Keywords:  colorectal cancer; long non-coding RNA; prognosis

Year:  2017        PMID: 29774095      PMCID: PMC5955136          DOI: 10.18632/oncotarget.23431

Source DB:  PubMed          Journal:  Oncotarget        ISSN: 1949-2553


INTRODUCTION

Colorectal cancer (CRC) is the third most common malignancy, and is the major cause of cancer-related death worldwide [1, 2]. The incidence of colorectal cancer is gradually increasing in the developed areas. To date, surgery followed by adjuvant therapy is still the most common option for CRC patients. Despite an improved understanding of the molecular mechanism of CRC, the overall survival (OS) of CRC patients has not been dramatically improved and the four-year survival rate remains very low [3]. It is an urgent need to identify novel independent biomarkers for the diagnostic and prognosis of CRC. With the advancements of transcriptome profiling, the roles of long non-coding RNAs (lncRNAs) have received great attention in the development of human cancer researches. LncRNAs are an important category of non-coding RNAs with little or no protein-coding capacity [4, 5]. It has been documented that lncRNAs play important roles in regulating gene expression at transcriptional, posttranscriptional and epigenetic levels [4, 6–8]. Moreover, lncRNAs can participate in various biological processes and pathways, such as cell growth and immune response [7, 9, 10]. Recently, many lncRNAs have been examined to play critical oncogenic or tumor suppressive roles in various types of cancers [11-14]. Furthermore, several lncRNAs have been identified to be novel independent biomarkers for cancer prognosis [15-20]. As for colorectal cancer, recent studies have also revealed that some lncRNAs, such as PANDR, AFAP1-AS1 and TUG1, are dysregulated in CRC patients and play important role in the tumorigenesis [21-25]. We here attempted to develop a lncRNA signature to improve prognosis prediction of CRC. We identified a four-lncRNA signature by using the sample-splitting method. Our results demonstrated the four-lncRNA signature can provide a novel insight into the understanding of the underlying molecular mechanism of CRC.

RESULTS

Identification of prognostic lncRNAs from the training dataset

The 344 CRC patients were randomly divided into a training dataset (n = 172) and a testing dataset (n = 172). At first, we identified the prognostic lncRNAs from the training set. A univariate Cox regression analysis was performed to evaluate the association between lncRNA expression and overall survival of CRC patients. Based on the threshold of P-value < 0.01, four lncRNAs were identified to be significantly correlated with overall survival of CRC patients. The detailed information of these four lncRNAs was showed in Table 1. Positive coefficients represent that higher expression profiles were associated with shorter overall survival (SPRY4-IT1), whereas negative coefficients represent that higher expression level of lncRNA expression was associated with longer survival (LINC01133, Loc554202 and RP11-727F15.13).
Table 1

The detailed information of four prognostic lncRNAs significantly associated with overall survival in patients with CRC

Gene symbolP valueaHazard ratioaCoefficientb
SPRY4-IT13.71E–041.6370.322
RP11-727F15.132.88E–030.746–0.231
Loc5542026.38E–030.560–0.134
LINC011331.39E–040.751–0.336

a, bDerived from the univariate and multivariate Cox regression analyses in CRC patients of the training dataset.

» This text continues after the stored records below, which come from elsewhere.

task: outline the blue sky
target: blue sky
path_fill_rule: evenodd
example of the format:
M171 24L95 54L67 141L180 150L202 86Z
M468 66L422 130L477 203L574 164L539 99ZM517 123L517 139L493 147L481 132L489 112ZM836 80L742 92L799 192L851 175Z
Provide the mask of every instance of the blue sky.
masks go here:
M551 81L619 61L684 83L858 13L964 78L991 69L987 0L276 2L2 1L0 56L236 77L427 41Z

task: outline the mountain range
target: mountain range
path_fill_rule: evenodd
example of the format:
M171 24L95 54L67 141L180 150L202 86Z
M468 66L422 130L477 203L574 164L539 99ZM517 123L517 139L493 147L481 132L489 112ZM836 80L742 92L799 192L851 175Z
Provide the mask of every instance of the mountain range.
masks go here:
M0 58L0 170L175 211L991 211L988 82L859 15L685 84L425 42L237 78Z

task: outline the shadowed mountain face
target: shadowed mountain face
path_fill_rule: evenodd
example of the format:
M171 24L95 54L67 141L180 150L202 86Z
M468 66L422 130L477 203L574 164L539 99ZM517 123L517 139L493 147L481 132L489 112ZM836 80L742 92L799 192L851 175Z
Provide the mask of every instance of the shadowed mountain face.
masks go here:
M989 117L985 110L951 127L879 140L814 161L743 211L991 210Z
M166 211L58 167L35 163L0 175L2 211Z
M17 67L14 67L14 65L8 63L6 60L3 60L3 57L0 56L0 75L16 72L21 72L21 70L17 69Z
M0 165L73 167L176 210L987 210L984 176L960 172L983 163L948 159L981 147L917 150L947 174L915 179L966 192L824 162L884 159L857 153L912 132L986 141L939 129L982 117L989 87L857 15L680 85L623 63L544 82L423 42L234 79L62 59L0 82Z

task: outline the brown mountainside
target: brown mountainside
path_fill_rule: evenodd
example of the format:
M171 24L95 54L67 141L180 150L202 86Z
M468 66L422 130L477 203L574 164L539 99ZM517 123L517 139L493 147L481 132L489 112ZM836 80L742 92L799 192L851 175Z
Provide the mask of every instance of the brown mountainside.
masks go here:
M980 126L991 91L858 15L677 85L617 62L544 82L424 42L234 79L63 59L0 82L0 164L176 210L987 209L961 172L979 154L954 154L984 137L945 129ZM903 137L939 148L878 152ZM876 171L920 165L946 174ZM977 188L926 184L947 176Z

a, bDerived from the univariate and multivariate Cox regression analyses in CRC patients of the training dataset.

A four-lncRNA signature for predicting overall survival of CRC patients

These four lncRNAs were analyzed using a multivariate Cox regression analysis to establish a lncRNA signature for predicting patients’ overall survival. We constructed a risk-score formula by integrating the lncRNA expressions and corresponding estimated regression coefficient derived from above multivariate Cox regression analysis, as follows: Risk score = (0.322 × expression value of SPRY4-IT1) + (–0.134 × expression value of Loc554202) + (–0.336 × expression value of LINC01133) + (–0.231 × expression value of RP11-727F15.13). We calculated four-lncRNA signature risk score for each CRC patient, and ranked them according to risk score values. These 172 CRC patients can be divided into a high-risk group (n = 90) and a low-risk group (n = 82) using the median risk score as the threshold. A significant difference of overall survival between the high-risk group and low-risk group was observed (P-value = 1.74E-06; Figure 1A). It is obvious that CRC patients in the high-risk group had significantly shorter survival (median 18 months) than those in the low-risk group (median 24.5 months). The time-dependent ROC curve analysis achieved an AUC of 0.727 at the overall survival of five years (Figure 1B), suggesting a competitive performance of the four-lncRNA signature for survival prediction. The lncRNA risk score were significantly associated with overall survival of CRC patients using the univariate Cox regression analysis (Table 2).
Figure 1

The four-lncRNA signature in prognosis of survival of CRC patients in the training dataset

(A) The Kaplan-Meier curves of overall survival between high-risk and low-risk patients in the training dataset. (B) The ROC curve for survival prediction by the four-lncRNA signature within four years as the defining point.

Table 2

Univariate and multivariate cox regression analyses in each dataset

VariablesUnivariate analysisMultivariate analysis
HR95% CI of HRP valueHR95% CI of HRP value
Training dataset (n = 172)
 Four-lncRNA risk score
 Low risk/High risk17.251.28–29.401.37E-0521. 621.34–32.286.83E-05
 Age
 ≤65/>651.740.54–4.910.0061.530.37–3.700.0042
 Gender
 Female/Male0.8260.38–4.610.620.910.51–2.780.73
 Stage
 II1 (reference)1 (reference)
 III/IV2.180.58–4.710.0122.240.36–4.950.01
Testing dataset (n = 172)
 Four-lncRNA risk score
 Low risk/High risk3.331.42–5.713.01E-032. 591.07–5.896.48E-03
 Age
 ≤65/>651.200.48–5.740.0061830.45–3.240.008
 Gender
 Female/Male1.490.43–2.950.671.230.44–3.160.62
 Stage
 II1 (reference)1 (reference)
 III/IV1.650.55–5.440.0211.490.42–5.110.033
Entire dataset (n = 344)
 Four-lncRNA risk score
 Low risk/High risk5.562.81–11.726. 8E-044.982.54–9.888.42E-04
 Age
 ≤65/>651.120.603–4.030.011.290.63–5.480.01
 Gender
 Female/Male0.740.51–1.950.351. 450.56–2.90.54
 Stage
 II1 (reference)1 (reference)
 III/IV2.921.26–5.850.011.660.74–5.420.01

The four-lncRNA signature in prognosis of survival of CRC patients in the training dataset

(A) The Kaplan-Meier curves of overall survival between high-risk and low-risk patients in the training dataset. (B) The ROC curve for survival prediction by the four-lncRNA signature within four years as the defining point.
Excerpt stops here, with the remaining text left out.